Cronaca, Catania: la Guardia di Finanza arresta autore rapina a mano armata ad un distributore di benzina


Pubblicato il 30 Agosto 2019

I militari del Comando Provinciale di Catania, nell’ambito di un servizio di contrasto ai traffici illeciti realizzati lungo le rotabili e nei punti di maggiore afflusso di persone nel capoluogo etneo, hanno tratto in arresto un soggetto catanese (P.A., cl.1964) che aveva appena compiuto una rapina a mano armata presso un distributore di benzina sito a Catania in Via Acquicella Porto.

Nel dettaglio, i Finanzieri etnei notavano la fuga di una persona dalla citata stazione di rifornimento con in mano una pistola e una busta di plastica contenente il bottino della rapina appena compiuta.

Le Fiamme Gialle del Nucleo di Polizia Economico-Finanziaria di Catania, resisi conto di quanto era appena accaduto, si mettevano sulle tracce del malvivente che, nel frattempo, alla guida di un veicolo di colore bordeaux si era allontanato dal distributore dirigendo repentinamente verso il quartiere cittadino di San Cristoforo.
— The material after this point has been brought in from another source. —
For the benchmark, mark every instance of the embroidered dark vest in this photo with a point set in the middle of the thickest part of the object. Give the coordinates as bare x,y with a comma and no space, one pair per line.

Il notevole traffico veicolare non consentiva ai Finanzieri di bloccare in condizioni di sicurezza il veicolo col fuggitivo.

Tuttavia, con il supporto della Sala Operativa del Comando Provinciale, i militari del G.I.C.O., nell’immediatezza, acquisivano le prime dichiarazioni delle vittime (addetti alla stazione di rifornimento), analizzavano le immagini delle telecamere del distributore, che avevano ripreso il rapinatore, e mettevano quindi a frutto le prime risultanze tratte dalla consultazione delle banche dati di Polizia in uso al Corpo, ricercando il rapinatore nell’area di residenza.

Nello specifico veniva accertato che uno dei lavoratori della stazione di servizio, dopo aver prelevato e depositato in un ufficio il denaro contante (1.400 euro) del distributore automatico di carburante, era stato lì aggredito da una persona che lo aveva avvicinato, a volto scoperto, puntandogli una pistola allo stomaco, e che poi, entrata all’interno del locale, aveva sottratto il denaro. Andando via, sul piazzale dell’area di servizio il rapinatore aveva altresì minacciato la vittima con l’arma, urlandogli che gli avrebbe sparato alla testa.

La celere attività investigativa delle Fiamme Gialle permetteva alle pattuglie del Nucleo di Polizia Economico-Finanziaria di Catania, nel frattempo schierate nell’area cittadina, di catturare il soggetto in via Ventimiglia a Catania.

L’uomo – un cinquantenne con precedenti per traffico di droga, rapina e ricettazione – ancora sotto l’effetto di sostanze stupefacenti, è stato trovato in possesso di parte della refurtiva e presso la sua abitazione, celata tra i rifiuti, è stata rinvenuta l’arma utilizzata per la rapina.

Sull’arma, una pistola calibro 7,65 “Ceska-ZBROJOVKA A.S. V PRAZE” con matricola abrasa, completa di un caricatore con 7 cartucce, sono in corso accertamenti finalizzati a verificare se sia stata utilizzata per commettere altri reati, anche in considerazione del fatto che la canna della pistola presentava una filettatura per il montaggio di un silenziatore.

La Procura della Repubblica di Catania, immediatamente informata dell’esito delle operazioni, disponeva la restituzione della refurtiva all’imprenditore vittima della rapina e la traduzione dell’arrestato presso il carcere etneo di Piazza Lanza.